Tsundoku: l’arte di collezionare libri senza leggerli tutti

Ho scoperto da poco di essere affetto da tsundoku. Lo tsundoku (積ん読) è un termine giapponese che descrive l’abitudine di acquistare libri e accumularli senza leggerli. La parola combina “tsunde” (impilare) e “dokusho” (lettura), catturando perfettamente questa contraddizione tra l’amore per i libri e la mancanza di tempo per leggerli tutti.

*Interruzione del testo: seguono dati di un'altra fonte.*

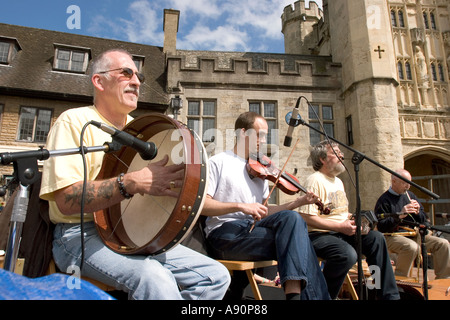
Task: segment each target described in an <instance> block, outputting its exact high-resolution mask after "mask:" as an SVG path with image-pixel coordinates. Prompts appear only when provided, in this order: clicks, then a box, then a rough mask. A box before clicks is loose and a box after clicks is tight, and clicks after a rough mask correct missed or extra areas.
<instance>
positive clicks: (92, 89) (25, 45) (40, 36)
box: [0, 23, 169, 112]
mask: <svg viewBox="0 0 450 320" xmlns="http://www.w3.org/2000/svg"><path fill="white" fill-rule="evenodd" d="M2 37H3V38H9V39H11V38H12V39H16V41H17V42H18V44H19V46H20V49H21V50H19V51H18V53H17V55H16V56H15V58H14V59H13V61H12V62H11V64H9V65H0V94H4V95H19V96H28V97H36V98H39V97H41V98H45V99H58V100H71V101H82V102H87V103H92V93H93V88H92V84H91V81H90V64H89V67H88V69H87V71H86V73H85V74H76V73H70V72H62V71H56V70H54V69H53V60H54V56H55V48H56V47H55V45H65V46H72V47H79V48H85V49H88V51H89V52H90V56H89V59H90V61H91V60H92V59H93V58H94V57H95V56H97V55H98V54H99V53H101V52H103V51H106V50H108V49H112V48H122V49H125V50H128V51H129V52H130V53H131V54H132V55H137V56H143V57H144V65H143V68H142V72H143V73H144V74H145V78H146V81H145V83H144V84H143V85H142V86H141V95H140V98H139V101H140V102H139V105H138V108H144V109H150V110H152V111H158V112H164V111H165V110H166V108H167V105H168V102H169V96H168V94H167V93H166V92H165V89H164V88H165V86H166V72H165V69H166V66H165V54H164V53H163V51H162V47H157V46H150V45H142V44H136V43H130V42H123V41H117V40H110V39H102V38H95V37H88V36H82V35H76V34H70V33H63V32H56V31H49V30H43V29H35V28H29V27H22V26H16V25H9V24H1V23H0V39H1V38H2Z"/></svg>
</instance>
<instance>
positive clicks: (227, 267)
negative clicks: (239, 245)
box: [217, 260, 278, 300]
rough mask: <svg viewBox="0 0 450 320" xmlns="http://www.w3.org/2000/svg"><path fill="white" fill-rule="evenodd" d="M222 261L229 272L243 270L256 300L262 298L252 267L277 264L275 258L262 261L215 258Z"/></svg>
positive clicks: (260, 298)
mask: <svg viewBox="0 0 450 320" xmlns="http://www.w3.org/2000/svg"><path fill="white" fill-rule="evenodd" d="M217 261H219V262H220V263H222V264H223V265H224V266H225V267H226V268H227V269H228V271H230V273H233V271H245V273H246V274H247V278H248V282H249V283H250V286H251V288H252V292H253V295H254V296H255V299H256V300H262V296H261V292H260V291H259V287H258V284H257V283H256V280H255V277H254V272H253V270H254V269H257V268H264V267H271V266H276V265H278V263H277V261H275V260H264V261H237V260H217Z"/></svg>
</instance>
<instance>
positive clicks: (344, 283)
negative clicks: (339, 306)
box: [317, 258, 359, 300]
mask: <svg viewBox="0 0 450 320" xmlns="http://www.w3.org/2000/svg"><path fill="white" fill-rule="evenodd" d="M317 259H318V260H319V264H322V263H323V259H322V258H317ZM350 272H351V269H350V271H349V272H347V275H346V276H345V280H344V283H343V284H342V289H341V292H348V293H349V294H350V296H351V297H352V300H359V297H358V294H357V293H356V290H355V286H353V282H352V278H351V277H350Z"/></svg>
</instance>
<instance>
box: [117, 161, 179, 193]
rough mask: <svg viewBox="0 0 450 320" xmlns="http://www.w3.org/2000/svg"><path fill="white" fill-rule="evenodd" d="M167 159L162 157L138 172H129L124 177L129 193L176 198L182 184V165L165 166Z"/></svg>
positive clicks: (138, 171) (152, 162)
mask: <svg viewBox="0 0 450 320" xmlns="http://www.w3.org/2000/svg"><path fill="white" fill-rule="evenodd" d="M168 162H169V157H168V156H167V155H165V156H164V158H163V159H161V160H160V161H157V162H152V163H149V164H148V165H147V166H146V167H144V168H142V169H141V170H139V171H134V172H130V173H128V174H127V175H125V177H124V184H125V186H126V189H127V191H128V192H129V193H133V194H135V193H139V194H141V195H142V194H150V195H154V196H169V197H178V196H179V188H180V187H181V186H182V184H183V178H184V167H185V165H184V164H183V163H182V164H174V165H169V166H167V163H168Z"/></svg>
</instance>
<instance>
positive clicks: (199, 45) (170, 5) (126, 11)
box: [89, 0, 322, 52]
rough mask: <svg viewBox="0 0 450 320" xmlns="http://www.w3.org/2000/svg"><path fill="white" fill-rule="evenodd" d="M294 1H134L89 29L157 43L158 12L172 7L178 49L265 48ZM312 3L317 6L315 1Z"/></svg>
mask: <svg viewBox="0 0 450 320" xmlns="http://www.w3.org/2000/svg"><path fill="white" fill-rule="evenodd" d="M295 1H296V0H281V1H280V0H258V1H255V0H189V1H187V0H161V1H155V0H135V1H133V2H131V3H130V4H129V5H128V8H127V9H126V10H123V11H122V12H121V13H120V15H119V17H112V16H108V17H106V16H101V15H97V16H96V17H95V19H93V20H92V21H95V22H94V23H92V24H91V25H90V27H89V29H90V31H91V32H93V33H94V34H96V35H97V36H105V35H108V36H109V37H111V34H113V35H114V37H116V38H118V39H125V40H126V41H132V42H138V43H146V44H150V45H156V46H162V45H163V41H164V32H163V27H162V23H163V10H164V9H169V8H172V9H175V10H179V11H180V22H179V32H178V41H177V42H178V43H177V48H179V49H186V50H217V51H219V50H223V51H260V52H261V51H262V52H264V51H265V52H267V51H272V50H273V49H271V48H273V46H274V44H275V43H276V44H275V45H276V46H280V43H281V44H282V42H283V34H282V33H281V15H282V13H283V9H284V8H285V7H286V6H288V5H292V6H293V4H294V2H295ZM316 2H317V3H318V4H319V6H321V5H322V1H321V0H319V1H316ZM102 3H103V2H102ZM125 3H126V2H125ZM307 6H308V4H307ZM104 8H105V7H104ZM272 52H273V51H272Z"/></svg>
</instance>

La psicologia dietro lo tsundoku è sorprendentemente complessa:

  • Ottimismo temporale: Acquistiamo libri credendo sinceramente che avremo tempo in futuro, sopravvalutando quanto saremo liberi domani.
  • Piacere dell’acquisto: L’atto stesso di comprare un libro attiva i circuiti della dopamina nel cervello, creando soddisfazione immediata.
  • Identità culturale: I libri che scegliamo riflettono chi siamo o chi aspiriamo a essere. Una biblioteca personale è una forma di autorappresentazione.
  • L’antibiblioteca: Come suggerito da Umberto Eco, che ne possedeva un’infinità, molti dei quali non letti, i libri non letti sono più preziosi di quelli già letti, rappresentando potenziale conoscenza ancora da scoprire.

Lo tsundoku non è solo un’abitudine curiosa, ma una filosofia che riflette l’eterna tensione tra le nostre aspirazioni e il tempo limitato. Le nostre pile di libri non letti ci ricordano gentilmente quanto sia prezioso il nostro tempo e quanto vaste siano le possibilità della conoscenza.
La vera arte non sta forse nel leggere tutti i libri che possediamo – impresa probabilmente impossibile – ma nel convivere serenamente con essi, godendo della loro presenza e della promessa che rappresentano.